L’ultima esperienza fatta per Agevolando – un laboratorio di quattro giorni sulla ricerca dei luoghi d’incontro dei giovani con una ventina di adolescenti e neomaggiorenni provenienti da ogni parte del mondo – mi ha dato modo di rafforzare l’idea che in fondo siamo tutti diversamente uguali…
Nella mia esperienza in comunità ho osservato che quando si viene inseriti si tende ad alleggerire progressivamente i propri pregiudizi, arrivando a considerare i propri compagni come simili e non come diversi e posando così i macigni di quegli inconsapevoli luoghi comuni che si portavano sulle spalle.
Tutti questi limiti insegnati dalla cultura del proprio paese natale – qualunque esso sia – vengono piano piano abbattuti dal sentimento di comprensione e dall’accettazione di quelli che sino ad allora giudicavamo come i ‘diversi’.
In comunità, infatti, ci si può trovare ad abitare con persone provenienti da tutti i cinque continenti. Inizialmente, se si hanno dei pregiudizi, si tende a tenere distanti le persone che si reputano non “compatibili” con noi. Ma, mano a mano che la convivenza si prolunga, per umana curiosità, si cerca di capire se davvero quella persona con l’accento strano o con la pelle di un altro colore è veramente così dissimile a noi.
Inizi a parlare della scuola, degli amici, dei passatempi, della tua cultura, del cibo, delle serate…e lì scatta il ricredersi sui propri pregiudizi.
Nei quattro giorni che ho passato come accompagnatrice dei nostri cinque ragazzi di Agevolando al “Winter Lab” ho osservato l’evolversi di un meccanismo simile.
Tutto inizia con il gioco “Conosci il tuo nemico”.
I presupposti erano vari: terroni che vedevano i ragazzi del nord come ragazzi smorti, con la puzza sotto il naso, noiosi… Polentoni che vedevano i ragazzi del sud come dei delinquenti, “nullafacenti”, rozzi… Ragazzi che giudicavano chi ha un colore di pelle insolito o una lingua inconsueta come straniero, diverso.
Poi si prosegue, con “In fondo non siamo così tanto diversi”

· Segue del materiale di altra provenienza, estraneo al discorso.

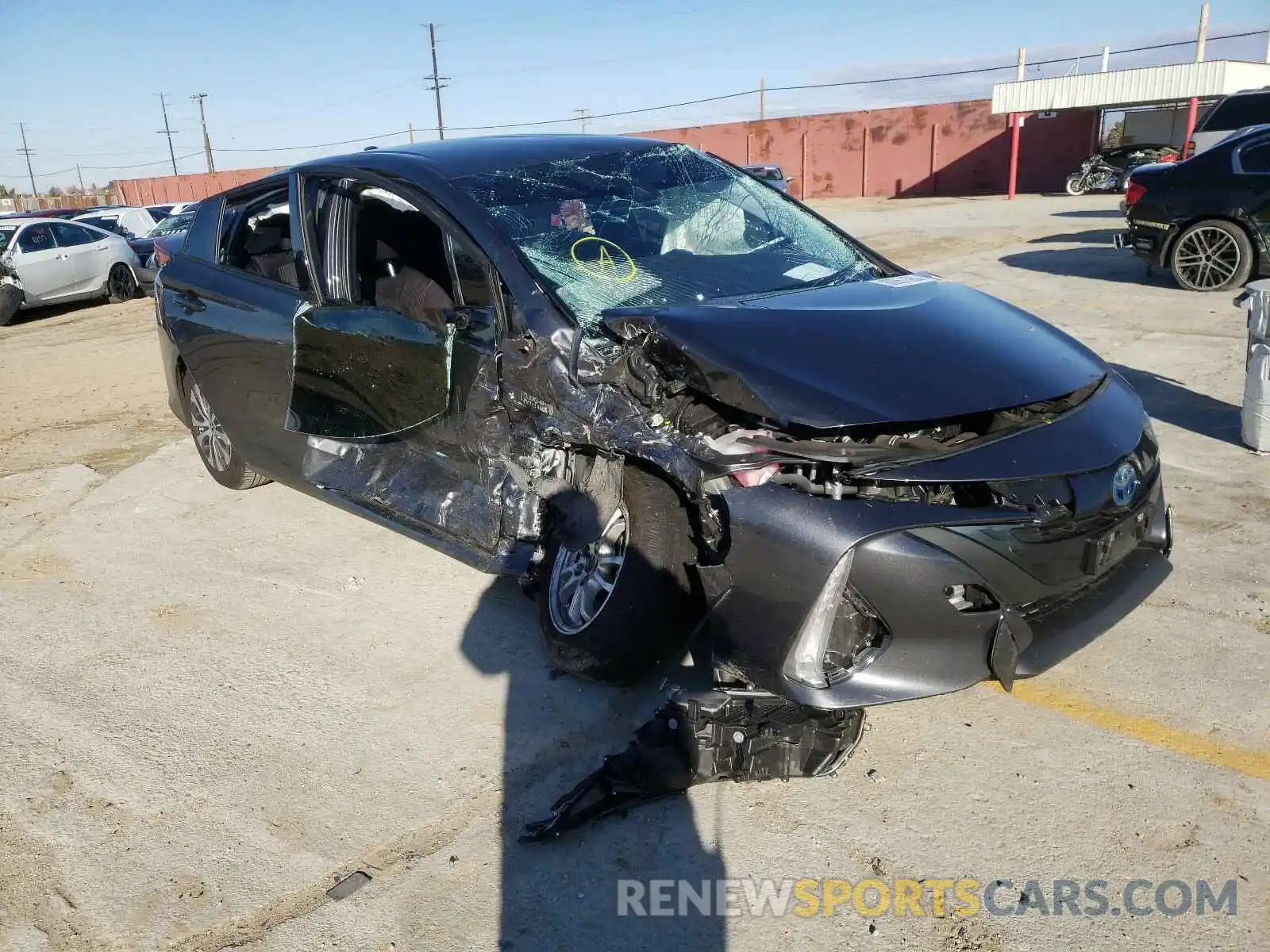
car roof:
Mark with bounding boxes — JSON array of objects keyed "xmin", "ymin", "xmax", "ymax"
[
  {"xmin": 306, "ymin": 133, "xmax": 673, "ymax": 179},
  {"xmin": 1222, "ymin": 86, "xmax": 1270, "ymax": 99}
]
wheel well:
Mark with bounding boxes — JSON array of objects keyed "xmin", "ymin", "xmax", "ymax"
[{"xmin": 1160, "ymin": 214, "xmax": 1261, "ymax": 275}]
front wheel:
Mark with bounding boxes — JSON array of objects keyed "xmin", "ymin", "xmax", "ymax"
[
  {"xmin": 1168, "ymin": 218, "xmax": 1253, "ymax": 290},
  {"xmin": 537, "ymin": 468, "xmax": 692, "ymax": 685},
  {"xmin": 186, "ymin": 374, "xmax": 269, "ymax": 489}
]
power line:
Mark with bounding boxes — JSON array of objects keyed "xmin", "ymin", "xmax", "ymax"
[
  {"xmin": 203, "ymin": 29, "xmax": 1266, "ymax": 152},
  {"xmin": 7, "ymin": 25, "xmax": 1266, "ymax": 178},
  {"xmin": 72, "ymin": 150, "xmax": 202, "ymax": 171},
  {"xmin": 17, "ymin": 122, "xmax": 40, "ymax": 195},
  {"xmin": 428, "ymin": 23, "xmax": 449, "ymax": 138},
  {"xmin": 439, "ymin": 29, "xmax": 1266, "ymax": 132},
  {"xmin": 190, "ymin": 93, "xmax": 216, "ymax": 171},
  {"xmin": 159, "ymin": 93, "xmax": 178, "ymax": 175}
]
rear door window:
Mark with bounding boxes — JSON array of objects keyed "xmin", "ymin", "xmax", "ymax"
[
  {"xmin": 216, "ymin": 179, "xmax": 300, "ymax": 288},
  {"xmin": 48, "ymin": 221, "xmax": 97, "ymax": 248},
  {"xmin": 1236, "ymin": 138, "xmax": 1270, "ymax": 175},
  {"xmin": 1203, "ymin": 93, "xmax": 1270, "ymax": 132},
  {"xmin": 17, "ymin": 225, "xmax": 56, "ymax": 252}
]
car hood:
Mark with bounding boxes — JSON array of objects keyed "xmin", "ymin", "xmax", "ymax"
[{"xmin": 605, "ymin": 274, "xmax": 1109, "ymax": 429}]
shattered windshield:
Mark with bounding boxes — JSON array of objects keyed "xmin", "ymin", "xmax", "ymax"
[
  {"xmin": 146, "ymin": 212, "xmax": 194, "ymax": 237},
  {"xmin": 455, "ymin": 144, "xmax": 884, "ymax": 326}
]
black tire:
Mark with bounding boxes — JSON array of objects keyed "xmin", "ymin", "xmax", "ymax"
[
  {"xmin": 182, "ymin": 373, "xmax": 271, "ymax": 490},
  {"xmin": 0, "ymin": 284, "xmax": 21, "ymax": 328},
  {"xmin": 537, "ymin": 467, "xmax": 694, "ymax": 685},
  {"xmin": 1168, "ymin": 218, "xmax": 1255, "ymax": 292},
  {"xmin": 106, "ymin": 264, "xmax": 137, "ymax": 305}
]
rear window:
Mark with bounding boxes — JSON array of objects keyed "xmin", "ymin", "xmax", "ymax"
[{"xmin": 1202, "ymin": 93, "xmax": 1270, "ymax": 132}]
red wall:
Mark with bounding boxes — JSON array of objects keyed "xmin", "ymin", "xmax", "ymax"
[
  {"xmin": 633, "ymin": 99, "xmax": 1099, "ymax": 198},
  {"xmin": 110, "ymin": 165, "xmax": 283, "ymax": 205}
]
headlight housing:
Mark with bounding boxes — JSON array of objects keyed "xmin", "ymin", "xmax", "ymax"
[{"xmin": 785, "ymin": 548, "xmax": 887, "ymax": 688}]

Dopo un pomeriggio iniziano a vacillare le loro certezze, cristalli sepolti dalla polvere ed abitati dai ragni della convinzione. Iniziano i confronti sui sabati sera, sui mezzi di trasporto, sulla quotidianità, sui modi di esprimersi, sul modo di vestirsi, sui sentimenti provati quando ognuno si è sentito giudicato dal proprio interlocutore.
Osservando ed analizzando i discorsi fatti con quei ragazzi, sino a quel momento, apparentemente così diversi, la muta domanda “Sono davvero diversi?”, iniziava ad insinuarsi nei loro pensieri, come se un elefante fosse pronto a muoversi in quel negozio dei pregiudizi.
L’esperienza si è conclusa con lacrime, ricordi, speranze d’incontro in un futuro non tanto lontano: nuove grandi amicizie.
L’elefante – come nella canzoncina che cantavo da piccola, “Un elefante si dondolava sopra un filo di una ragnatela, e trovando la cosa interessante, andò a chiamare un altro elefante. Due elefanti si dondolavano…..” – inizia a duplicarsi sino a quando il filo della ragnatela si rompe e una mandria di animali giganteschi fa irruzione in cristalleria.
Ora quelle statuette scintillanti sono ridotte in frantumi e gli elefanti ci guardano sorridendo, imbarazzati e compiaciuti al tempo stesso del fatto che ci hanno esemplificato e chiarito che noi siamo tutti un po’ diversamente uguali.
Ci hanno insegnato che la diversità è l’esito dei differenti modi in cui lottiamo e affrontiamo i nostri problemi, i quali, grandi o piccoli che siano, ci contraddistinguono sempre e comunque come dei lottatori nel ring della nostra vita di giovani adulti.